If you do not watch GOT and are looking for a new show to get into, there is no better choice. You will be entranced by the medieval fantasy life that you have always wanted; granted, your entrails might end up tied in knots, but this is a small price to pay to witness this piece of entertainment history. 

Freshman Fifteen

High school graduation is approaching for many people around the world. Students are ecstatic about their soon to arrive “freedom”. Thoughts of relief, joy, and sadness reside inside of them, and they cannot wait for the next thing life will throw at them. Summer break quickly comes to an end as they settle into their new lives as university students. Some of them are away from home, and all on their own. The semester begins and as the year progresses, and so do their stress levels. Suddenly, the famous “freshman fifteen” – gaining 15 or more pounds in the first year of college – is no longer a myth, but instead an unwanted reality. It is obvious that university is taking a toll on you and all you want to do is eat your stress away. You look around and realize that there are many people like you, as well as people who manage to deal with the effects of stress in an entirely different way.

When asked about why he got into bodybuilding, Michael Mukolwe said that, “There are many ways to stay fit; running, yoga, Pilates, lifting weights, CrossFit, etc. I chose lifting weights. The act of lifting weights is rather simple; pick it up and put it down. The difficult part is the consistency. It’s not just mindlessly going into the gym and doing the same thing at the same weight. That’s stagnating.
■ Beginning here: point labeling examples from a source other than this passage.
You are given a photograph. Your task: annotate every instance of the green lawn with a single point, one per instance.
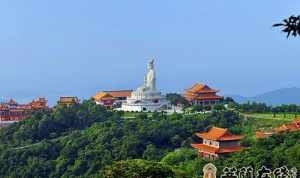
(264, 122)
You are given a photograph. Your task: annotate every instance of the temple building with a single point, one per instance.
(146, 98)
(39, 103)
(68, 100)
(12, 111)
(201, 94)
(104, 99)
(217, 142)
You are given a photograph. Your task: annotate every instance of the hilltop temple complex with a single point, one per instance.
(68, 100)
(113, 98)
(12, 111)
(201, 94)
(217, 142)
(146, 97)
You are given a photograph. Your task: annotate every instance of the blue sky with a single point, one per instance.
(74, 47)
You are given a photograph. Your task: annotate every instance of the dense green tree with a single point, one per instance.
(138, 169)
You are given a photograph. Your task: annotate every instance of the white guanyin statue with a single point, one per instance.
(146, 97)
(150, 78)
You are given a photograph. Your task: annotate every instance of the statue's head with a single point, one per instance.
(151, 64)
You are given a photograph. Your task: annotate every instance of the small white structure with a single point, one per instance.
(146, 98)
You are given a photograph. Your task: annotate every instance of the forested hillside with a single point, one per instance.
(83, 140)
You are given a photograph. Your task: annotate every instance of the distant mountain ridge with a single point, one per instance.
(275, 97)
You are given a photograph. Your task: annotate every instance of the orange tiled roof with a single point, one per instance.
(211, 149)
(120, 93)
(103, 96)
(69, 99)
(220, 134)
(208, 97)
(198, 88)
(260, 134)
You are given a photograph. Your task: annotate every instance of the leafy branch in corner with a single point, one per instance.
(291, 26)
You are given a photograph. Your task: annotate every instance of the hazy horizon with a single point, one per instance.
(55, 48)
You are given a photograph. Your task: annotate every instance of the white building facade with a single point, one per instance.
(146, 98)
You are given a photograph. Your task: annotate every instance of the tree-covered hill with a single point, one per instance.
(82, 140)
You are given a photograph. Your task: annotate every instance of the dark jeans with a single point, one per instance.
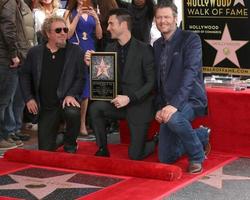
(49, 122)
(177, 137)
(8, 83)
(100, 111)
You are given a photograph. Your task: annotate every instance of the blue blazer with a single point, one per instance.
(184, 80)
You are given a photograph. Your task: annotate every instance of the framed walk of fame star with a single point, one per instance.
(103, 76)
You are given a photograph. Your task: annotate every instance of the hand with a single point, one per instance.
(120, 101)
(167, 112)
(70, 101)
(32, 106)
(93, 13)
(15, 62)
(87, 56)
(158, 117)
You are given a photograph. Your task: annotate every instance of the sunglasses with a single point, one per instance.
(59, 30)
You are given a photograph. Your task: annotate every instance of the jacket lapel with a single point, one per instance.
(172, 45)
(131, 57)
(39, 63)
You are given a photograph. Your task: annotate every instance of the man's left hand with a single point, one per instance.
(167, 113)
(70, 101)
(120, 101)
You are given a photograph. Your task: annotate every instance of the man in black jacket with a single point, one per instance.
(13, 48)
(51, 82)
(136, 78)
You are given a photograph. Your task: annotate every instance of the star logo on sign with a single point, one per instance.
(216, 178)
(226, 47)
(102, 69)
(41, 187)
(239, 1)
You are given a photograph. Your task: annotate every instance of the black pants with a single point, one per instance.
(49, 122)
(100, 111)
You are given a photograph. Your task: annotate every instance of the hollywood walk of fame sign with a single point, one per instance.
(103, 76)
(223, 26)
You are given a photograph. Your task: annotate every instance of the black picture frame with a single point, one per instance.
(103, 76)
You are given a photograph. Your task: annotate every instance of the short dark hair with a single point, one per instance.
(122, 15)
(167, 4)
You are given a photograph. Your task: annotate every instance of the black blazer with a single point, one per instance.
(139, 80)
(72, 78)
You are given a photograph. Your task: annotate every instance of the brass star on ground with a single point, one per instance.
(226, 47)
(216, 178)
(102, 69)
(41, 187)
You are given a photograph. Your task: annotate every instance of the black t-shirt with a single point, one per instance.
(52, 67)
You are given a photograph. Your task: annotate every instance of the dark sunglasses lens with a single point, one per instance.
(59, 30)
(66, 30)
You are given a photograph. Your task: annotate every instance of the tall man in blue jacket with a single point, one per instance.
(181, 93)
(51, 81)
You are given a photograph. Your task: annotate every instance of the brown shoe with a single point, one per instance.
(207, 149)
(195, 168)
(5, 145)
(18, 143)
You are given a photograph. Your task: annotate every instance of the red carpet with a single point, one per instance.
(134, 187)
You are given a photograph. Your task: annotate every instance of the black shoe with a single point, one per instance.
(195, 168)
(102, 152)
(59, 140)
(70, 148)
(14, 137)
(22, 136)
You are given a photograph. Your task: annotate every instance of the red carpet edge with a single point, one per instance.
(113, 166)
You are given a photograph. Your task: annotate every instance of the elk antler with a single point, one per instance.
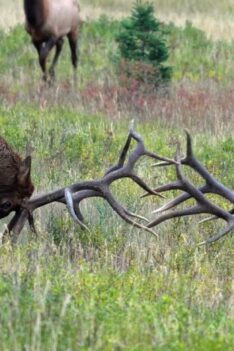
(190, 191)
(73, 195)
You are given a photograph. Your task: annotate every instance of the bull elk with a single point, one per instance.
(74, 194)
(48, 22)
(15, 180)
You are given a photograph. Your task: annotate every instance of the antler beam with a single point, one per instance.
(73, 195)
(190, 191)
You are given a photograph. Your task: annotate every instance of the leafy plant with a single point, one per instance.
(142, 46)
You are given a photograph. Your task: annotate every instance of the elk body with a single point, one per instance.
(15, 179)
(48, 21)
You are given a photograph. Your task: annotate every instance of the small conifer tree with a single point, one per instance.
(142, 46)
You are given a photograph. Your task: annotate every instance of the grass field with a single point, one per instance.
(117, 287)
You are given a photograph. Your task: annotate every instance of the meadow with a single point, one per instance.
(117, 287)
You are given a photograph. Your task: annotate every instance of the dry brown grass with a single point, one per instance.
(216, 19)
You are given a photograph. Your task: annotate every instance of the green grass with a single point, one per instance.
(116, 287)
(192, 55)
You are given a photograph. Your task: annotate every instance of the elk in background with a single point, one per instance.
(48, 21)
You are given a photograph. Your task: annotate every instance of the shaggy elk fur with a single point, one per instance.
(15, 179)
(48, 21)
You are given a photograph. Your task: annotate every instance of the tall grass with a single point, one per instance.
(116, 287)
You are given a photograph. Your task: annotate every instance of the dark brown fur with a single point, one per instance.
(15, 179)
(46, 35)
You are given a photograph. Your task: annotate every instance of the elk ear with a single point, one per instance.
(25, 171)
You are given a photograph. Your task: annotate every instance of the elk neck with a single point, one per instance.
(35, 12)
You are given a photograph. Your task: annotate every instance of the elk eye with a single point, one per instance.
(6, 205)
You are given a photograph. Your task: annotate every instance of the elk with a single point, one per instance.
(15, 180)
(48, 22)
(73, 195)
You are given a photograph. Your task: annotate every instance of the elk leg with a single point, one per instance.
(44, 51)
(72, 38)
(59, 46)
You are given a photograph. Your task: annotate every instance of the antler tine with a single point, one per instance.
(71, 209)
(75, 193)
(222, 233)
(122, 213)
(213, 185)
(203, 204)
(84, 194)
(174, 214)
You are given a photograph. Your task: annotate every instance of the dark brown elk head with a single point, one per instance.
(15, 179)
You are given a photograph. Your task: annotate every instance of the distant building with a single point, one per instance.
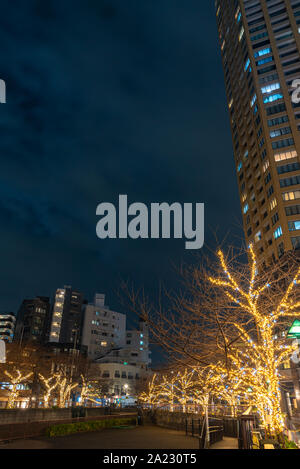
(7, 326)
(125, 369)
(67, 317)
(32, 320)
(103, 329)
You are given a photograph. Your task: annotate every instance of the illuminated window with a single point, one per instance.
(291, 195)
(286, 155)
(273, 203)
(294, 225)
(278, 232)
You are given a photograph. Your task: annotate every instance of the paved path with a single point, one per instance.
(226, 443)
(147, 437)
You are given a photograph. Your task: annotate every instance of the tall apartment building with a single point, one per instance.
(32, 320)
(260, 44)
(7, 326)
(103, 329)
(67, 316)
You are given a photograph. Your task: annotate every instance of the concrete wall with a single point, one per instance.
(34, 415)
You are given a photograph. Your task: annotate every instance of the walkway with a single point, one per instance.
(148, 437)
(226, 443)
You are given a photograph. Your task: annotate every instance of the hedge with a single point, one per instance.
(92, 426)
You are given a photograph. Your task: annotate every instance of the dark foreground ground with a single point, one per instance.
(128, 438)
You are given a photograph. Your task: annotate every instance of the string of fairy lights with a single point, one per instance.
(253, 376)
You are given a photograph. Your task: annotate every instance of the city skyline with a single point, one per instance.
(136, 116)
(260, 45)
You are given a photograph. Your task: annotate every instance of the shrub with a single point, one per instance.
(64, 429)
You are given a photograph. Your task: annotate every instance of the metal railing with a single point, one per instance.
(16, 431)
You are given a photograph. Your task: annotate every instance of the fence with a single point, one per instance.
(13, 431)
(207, 436)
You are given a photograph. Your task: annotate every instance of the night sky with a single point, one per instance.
(107, 97)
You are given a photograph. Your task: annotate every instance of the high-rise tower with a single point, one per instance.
(260, 44)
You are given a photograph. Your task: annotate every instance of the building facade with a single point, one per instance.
(32, 320)
(7, 326)
(260, 44)
(67, 317)
(103, 329)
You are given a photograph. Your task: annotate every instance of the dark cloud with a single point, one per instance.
(104, 98)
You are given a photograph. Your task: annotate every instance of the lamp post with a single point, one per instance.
(294, 333)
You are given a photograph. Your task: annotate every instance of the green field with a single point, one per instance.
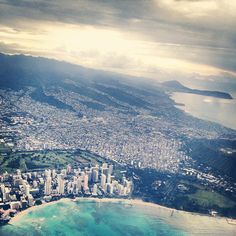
(209, 199)
(37, 160)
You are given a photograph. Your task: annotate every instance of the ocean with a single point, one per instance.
(89, 217)
(221, 111)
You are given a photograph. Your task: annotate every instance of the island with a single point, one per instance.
(176, 86)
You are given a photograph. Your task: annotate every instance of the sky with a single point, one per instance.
(148, 38)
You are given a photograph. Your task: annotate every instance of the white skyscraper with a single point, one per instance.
(85, 186)
(108, 178)
(110, 188)
(103, 181)
(47, 186)
(95, 189)
(61, 185)
(95, 175)
(78, 184)
(3, 191)
(110, 169)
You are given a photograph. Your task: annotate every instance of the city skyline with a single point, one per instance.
(138, 38)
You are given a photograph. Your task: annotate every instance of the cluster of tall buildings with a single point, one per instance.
(95, 181)
(21, 190)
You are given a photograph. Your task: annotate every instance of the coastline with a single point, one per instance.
(131, 202)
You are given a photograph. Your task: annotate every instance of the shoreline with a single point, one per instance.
(135, 201)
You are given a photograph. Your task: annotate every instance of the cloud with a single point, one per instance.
(146, 34)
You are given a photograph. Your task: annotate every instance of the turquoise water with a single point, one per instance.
(90, 218)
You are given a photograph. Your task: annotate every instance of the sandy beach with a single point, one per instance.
(192, 222)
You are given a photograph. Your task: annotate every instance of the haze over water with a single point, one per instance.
(108, 217)
(222, 111)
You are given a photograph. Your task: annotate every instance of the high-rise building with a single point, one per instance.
(47, 186)
(108, 178)
(78, 184)
(110, 188)
(103, 181)
(85, 185)
(95, 189)
(110, 169)
(3, 191)
(61, 185)
(95, 175)
(69, 169)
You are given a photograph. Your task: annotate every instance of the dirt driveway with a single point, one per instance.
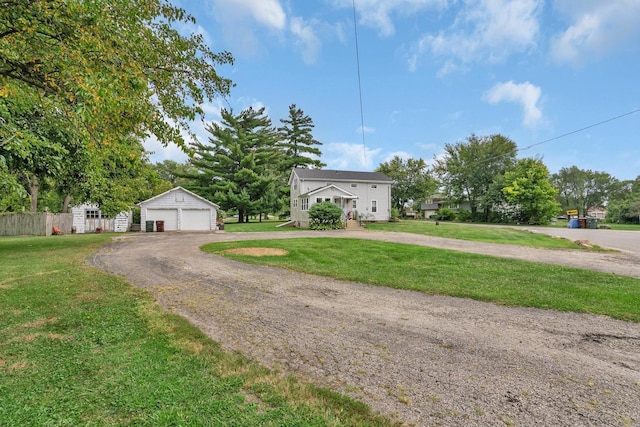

The constant challenge to lift heavier and to get stronger and inevitably get bigger is thrilling”. This is what Mukolwe used to deal with the stress of the changes and challenges of college.
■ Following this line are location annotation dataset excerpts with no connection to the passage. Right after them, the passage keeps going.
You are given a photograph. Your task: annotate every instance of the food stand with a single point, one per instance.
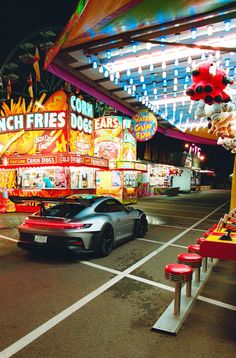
(114, 142)
(47, 149)
(162, 179)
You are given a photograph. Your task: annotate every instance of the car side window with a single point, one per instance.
(110, 206)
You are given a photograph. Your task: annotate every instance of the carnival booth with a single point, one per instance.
(114, 142)
(47, 149)
(166, 179)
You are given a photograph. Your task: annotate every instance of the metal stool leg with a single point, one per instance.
(177, 298)
(204, 264)
(189, 288)
(197, 274)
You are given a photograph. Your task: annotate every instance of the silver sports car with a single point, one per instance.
(81, 223)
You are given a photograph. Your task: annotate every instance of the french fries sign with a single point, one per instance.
(47, 127)
(33, 121)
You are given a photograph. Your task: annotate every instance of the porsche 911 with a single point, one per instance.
(79, 224)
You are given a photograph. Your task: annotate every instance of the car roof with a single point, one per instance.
(83, 199)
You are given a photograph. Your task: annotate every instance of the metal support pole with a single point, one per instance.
(189, 288)
(197, 274)
(204, 264)
(177, 298)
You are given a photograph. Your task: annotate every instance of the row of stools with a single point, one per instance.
(182, 272)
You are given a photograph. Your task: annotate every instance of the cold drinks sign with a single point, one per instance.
(143, 125)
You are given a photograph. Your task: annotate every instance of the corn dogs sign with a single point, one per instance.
(33, 121)
(59, 124)
(81, 126)
(38, 128)
(143, 126)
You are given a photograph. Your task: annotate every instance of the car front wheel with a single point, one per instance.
(141, 227)
(105, 241)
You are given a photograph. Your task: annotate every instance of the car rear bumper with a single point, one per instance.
(82, 243)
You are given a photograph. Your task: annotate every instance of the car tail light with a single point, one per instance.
(56, 225)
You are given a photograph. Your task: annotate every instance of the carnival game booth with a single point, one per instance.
(168, 179)
(49, 176)
(121, 181)
(114, 141)
(47, 149)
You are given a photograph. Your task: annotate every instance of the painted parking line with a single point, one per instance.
(177, 216)
(179, 227)
(161, 243)
(8, 238)
(45, 327)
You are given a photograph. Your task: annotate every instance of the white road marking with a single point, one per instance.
(8, 238)
(36, 333)
(160, 285)
(176, 216)
(161, 242)
(180, 227)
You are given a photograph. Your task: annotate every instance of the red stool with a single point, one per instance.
(204, 266)
(195, 248)
(200, 240)
(193, 260)
(179, 274)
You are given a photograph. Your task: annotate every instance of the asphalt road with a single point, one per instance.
(56, 307)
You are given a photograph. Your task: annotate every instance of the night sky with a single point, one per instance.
(21, 18)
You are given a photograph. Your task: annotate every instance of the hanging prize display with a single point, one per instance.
(143, 125)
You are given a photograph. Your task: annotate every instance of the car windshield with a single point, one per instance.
(62, 210)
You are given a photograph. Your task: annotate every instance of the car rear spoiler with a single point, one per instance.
(41, 200)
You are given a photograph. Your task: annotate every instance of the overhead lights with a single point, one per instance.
(194, 34)
(217, 55)
(134, 48)
(163, 65)
(148, 46)
(227, 25)
(209, 30)
(95, 64)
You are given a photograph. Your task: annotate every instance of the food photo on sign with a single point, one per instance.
(108, 137)
(143, 125)
(37, 128)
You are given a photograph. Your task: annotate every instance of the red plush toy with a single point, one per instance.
(209, 84)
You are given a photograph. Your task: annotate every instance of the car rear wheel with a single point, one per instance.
(141, 227)
(105, 241)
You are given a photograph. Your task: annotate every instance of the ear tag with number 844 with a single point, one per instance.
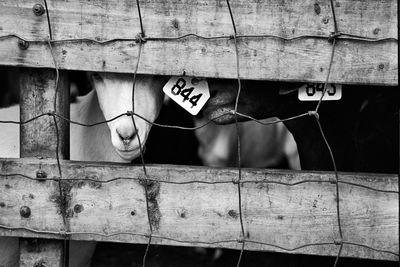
(189, 92)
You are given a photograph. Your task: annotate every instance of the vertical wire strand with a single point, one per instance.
(334, 39)
(140, 18)
(238, 135)
(145, 185)
(48, 20)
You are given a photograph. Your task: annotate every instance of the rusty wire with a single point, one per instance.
(333, 37)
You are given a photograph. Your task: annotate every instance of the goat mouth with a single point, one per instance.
(222, 114)
(128, 154)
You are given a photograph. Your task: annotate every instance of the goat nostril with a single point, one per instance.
(126, 136)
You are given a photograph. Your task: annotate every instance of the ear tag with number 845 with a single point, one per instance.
(188, 92)
(313, 92)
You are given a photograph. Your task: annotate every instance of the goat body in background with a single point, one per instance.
(361, 128)
(261, 146)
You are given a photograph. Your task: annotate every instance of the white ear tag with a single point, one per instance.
(189, 92)
(313, 92)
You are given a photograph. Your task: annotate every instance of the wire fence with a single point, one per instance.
(147, 181)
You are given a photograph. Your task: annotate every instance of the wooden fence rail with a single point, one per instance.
(288, 216)
(304, 59)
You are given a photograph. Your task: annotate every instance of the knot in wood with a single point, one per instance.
(38, 9)
(313, 113)
(25, 212)
(63, 233)
(333, 36)
(338, 242)
(22, 44)
(235, 180)
(140, 38)
(41, 175)
(240, 240)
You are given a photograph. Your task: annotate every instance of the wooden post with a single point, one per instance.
(39, 139)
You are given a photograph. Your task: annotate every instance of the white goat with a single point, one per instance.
(114, 97)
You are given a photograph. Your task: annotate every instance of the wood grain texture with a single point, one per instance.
(260, 58)
(286, 216)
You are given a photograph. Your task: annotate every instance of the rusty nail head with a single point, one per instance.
(22, 44)
(25, 212)
(38, 9)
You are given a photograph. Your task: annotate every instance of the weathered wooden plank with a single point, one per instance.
(40, 89)
(287, 216)
(261, 58)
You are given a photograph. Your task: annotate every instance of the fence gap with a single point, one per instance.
(39, 139)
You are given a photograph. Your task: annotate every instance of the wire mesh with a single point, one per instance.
(333, 38)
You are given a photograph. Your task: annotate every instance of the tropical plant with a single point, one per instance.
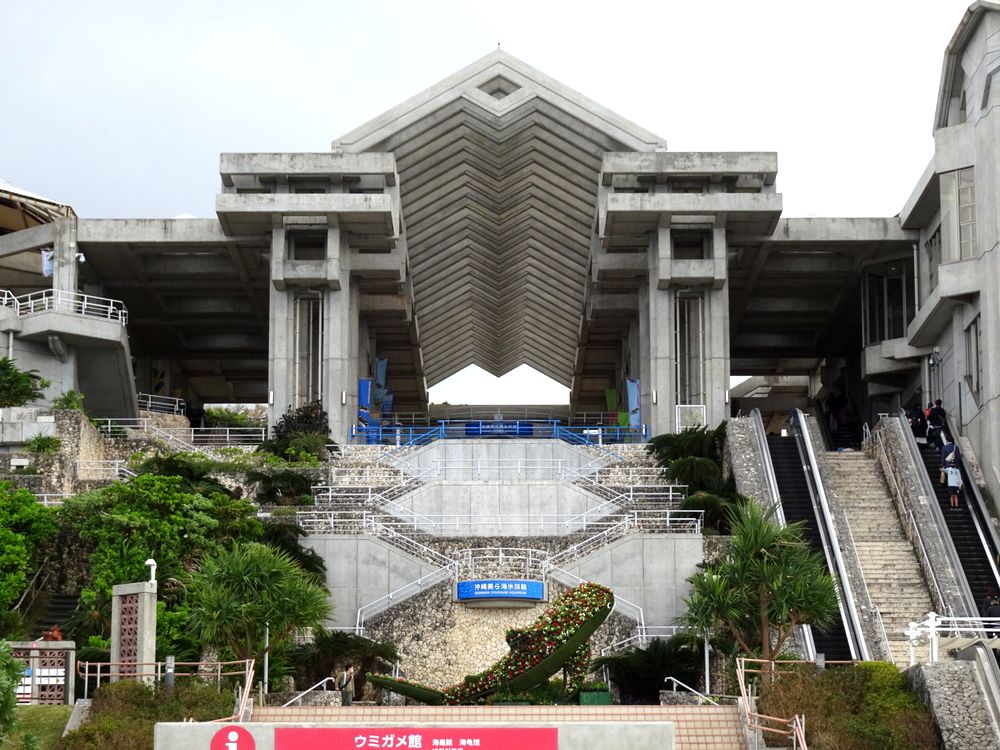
(766, 582)
(639, 672)
(19, 387)
(285, 536)
(11, 671)
(194, 470)
(25, 526)
(69, 401)
(152, 516)
(331, 649)
(300, 433)
(43, 444)
(238, 593)
(700, 442)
Relating his choice to the dreaded Freshman 15, he said that “Balancing that with proper nutrition is the catch. One can lift heavy weights as much as possible and stay the same weight because of the lack of proper nutrition. One can work out their core hard and hope for the abs of their dreams, but not eat properly to carve them out. Abs are made in the kitchen.  Many people understand the concept; it’s the execution that evades them. Although cliché, Rome truly was not built in a day.”

However, weights are not for everybody. As Mukolwe mentions, staying fit can be accomplished in many ways. Therefore, there should not be excuses when it comes to fitness. If going to the gym is daunting, then sign up for a yoga class instead. In university, you cannot afford to eat your stress away, because that’s an unhealthy habit to develop. Overeating can increase one’s chances of getting high blood pressure and a cholesterol imbalance. Exercise is always a good idea to handle stress, but without eating healthy meals one will find themselves trying to form good exercising habits while getting accustomed to bad eating ones.
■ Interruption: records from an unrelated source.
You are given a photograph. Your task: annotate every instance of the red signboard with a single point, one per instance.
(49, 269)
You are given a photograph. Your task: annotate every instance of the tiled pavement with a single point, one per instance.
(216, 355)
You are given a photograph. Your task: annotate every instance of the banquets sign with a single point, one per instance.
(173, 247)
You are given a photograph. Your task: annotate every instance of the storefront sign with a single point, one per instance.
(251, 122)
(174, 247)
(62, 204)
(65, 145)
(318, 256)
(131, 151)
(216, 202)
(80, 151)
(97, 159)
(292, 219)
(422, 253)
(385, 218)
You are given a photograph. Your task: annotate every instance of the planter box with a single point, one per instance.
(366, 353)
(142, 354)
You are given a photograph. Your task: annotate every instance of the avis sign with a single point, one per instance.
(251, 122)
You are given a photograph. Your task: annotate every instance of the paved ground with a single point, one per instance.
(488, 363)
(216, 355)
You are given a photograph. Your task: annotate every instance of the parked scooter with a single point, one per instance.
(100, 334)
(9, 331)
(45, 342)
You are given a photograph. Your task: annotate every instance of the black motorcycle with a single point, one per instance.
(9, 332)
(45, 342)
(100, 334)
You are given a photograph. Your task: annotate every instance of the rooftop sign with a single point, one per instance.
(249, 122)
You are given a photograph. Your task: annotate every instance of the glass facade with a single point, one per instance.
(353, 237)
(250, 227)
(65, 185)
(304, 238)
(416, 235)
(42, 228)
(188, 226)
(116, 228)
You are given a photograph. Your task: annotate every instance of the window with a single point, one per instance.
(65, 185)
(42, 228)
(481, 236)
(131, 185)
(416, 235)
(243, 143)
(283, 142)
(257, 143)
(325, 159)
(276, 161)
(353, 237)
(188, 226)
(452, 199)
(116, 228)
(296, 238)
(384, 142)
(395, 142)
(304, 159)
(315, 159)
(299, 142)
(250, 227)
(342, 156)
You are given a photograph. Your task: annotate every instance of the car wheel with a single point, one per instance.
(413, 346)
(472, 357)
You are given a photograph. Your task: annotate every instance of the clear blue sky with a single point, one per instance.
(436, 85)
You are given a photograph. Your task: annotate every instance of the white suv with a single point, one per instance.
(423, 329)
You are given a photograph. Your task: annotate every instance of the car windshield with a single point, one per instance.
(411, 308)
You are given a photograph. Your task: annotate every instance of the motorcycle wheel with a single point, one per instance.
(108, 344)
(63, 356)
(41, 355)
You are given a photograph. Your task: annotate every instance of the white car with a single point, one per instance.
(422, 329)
As a senior about to graduate, I am interested to see if my classmates will continue to take care of their health when their parents are no longer making them eat a balanced diet. The university cafeteria is a student’s sweetest dream and worst nightmare. With proper self-control, you can reap the benefits of a range of food types and maintain a healthy lifestyle. Right now, your main concern is finishing off the year and moving away from your parents, but perhaps you should also focus your energy on how you are going to stay healthy throughout university.

Will you say, YOLO and eat without a care? Or will you make deliberate choices that will benefit you in the future? Everything in moderation – keep that in mind as you get into the next part of your life.